Drawing, Dutra says, is one of those fundamental things, like good grammar is to verbal fluency. When it is lacking, it is noticeable. When it is executed with brilliance, it becomes lyrical and ageless.

“Drawing is more about a way of thinking and organizing your thoughts,” Dutra says. “By going to zoos routinely and heading off to Africa or other wildernesses; and by studying something down to the last tendon, as Bob did, you free yourself to use your knowledge as an interpretive instrument while still respecting nature. When you acquire the confidence that he had, you are not afraid to change a gesture or improve upon the information that is being conveyed. You put yourself in a position to push the envelope. Bob Kuhn’s individual paintings are not a product of one experience but a library of experiences.”

“The act of drawing is a way of making something intimately your own.
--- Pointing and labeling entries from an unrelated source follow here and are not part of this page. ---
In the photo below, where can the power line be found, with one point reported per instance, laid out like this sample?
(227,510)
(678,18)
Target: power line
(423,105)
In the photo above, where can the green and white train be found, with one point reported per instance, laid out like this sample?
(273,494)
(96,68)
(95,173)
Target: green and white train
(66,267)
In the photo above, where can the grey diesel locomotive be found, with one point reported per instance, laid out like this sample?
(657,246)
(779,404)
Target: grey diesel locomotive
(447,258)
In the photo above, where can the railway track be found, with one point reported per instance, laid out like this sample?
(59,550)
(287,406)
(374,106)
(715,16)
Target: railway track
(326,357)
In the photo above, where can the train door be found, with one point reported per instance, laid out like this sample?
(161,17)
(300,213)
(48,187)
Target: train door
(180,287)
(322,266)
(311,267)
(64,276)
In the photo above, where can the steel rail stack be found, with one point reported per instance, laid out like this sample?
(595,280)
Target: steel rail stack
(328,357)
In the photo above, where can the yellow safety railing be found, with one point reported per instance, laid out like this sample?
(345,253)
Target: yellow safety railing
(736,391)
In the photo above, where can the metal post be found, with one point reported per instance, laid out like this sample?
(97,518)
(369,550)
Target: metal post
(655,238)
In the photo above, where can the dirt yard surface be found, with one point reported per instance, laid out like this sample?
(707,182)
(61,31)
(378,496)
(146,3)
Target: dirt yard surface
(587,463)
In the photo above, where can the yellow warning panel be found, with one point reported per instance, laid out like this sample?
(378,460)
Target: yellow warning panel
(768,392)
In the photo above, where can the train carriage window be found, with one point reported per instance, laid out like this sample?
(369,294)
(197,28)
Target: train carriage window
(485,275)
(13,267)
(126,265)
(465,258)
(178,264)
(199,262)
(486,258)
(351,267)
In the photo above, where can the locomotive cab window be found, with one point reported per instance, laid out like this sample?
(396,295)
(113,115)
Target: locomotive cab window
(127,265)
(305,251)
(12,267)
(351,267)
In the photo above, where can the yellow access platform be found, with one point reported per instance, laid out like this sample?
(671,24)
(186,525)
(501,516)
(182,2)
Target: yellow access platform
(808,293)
Long ago, when I was living in Botswana, I picked up a copy of Kuhn’s first book and I remember him calling his preoccupation with nature his ‘monomania,’ ” says Swedish-American wildlife sculptor Kent Ullberg. “Knowing him was like reaching out and touching one of the giants in art history.”

Remarkable is how seldom Kuhn ever repeated himself. While prolific and much in demand for private commissions, he resisted the temptation to rake in an easy financial windfall simply by knocking off virtual duplicates of his best-known works.

During his final months when he became taciturn knowing his heart was giving out, Libby would tell him to head into the studio and settle himself down by drawing or painting, friends say.

In the end, Kuhn stopped only when he had to. “The older you get the more you are humbled by nature,” Harley Brown says. “Like George Bernard Shaw once remarked: ‘It’s too bad that youth is wasted on the young.’ As we’ve grown old, we’ve all just started to get the big picture, to understand what it’s all about. Bob Kuhn always reminded us of the pure exhilaration you felt when you were making art. There is no one else like him who will walk this way again.”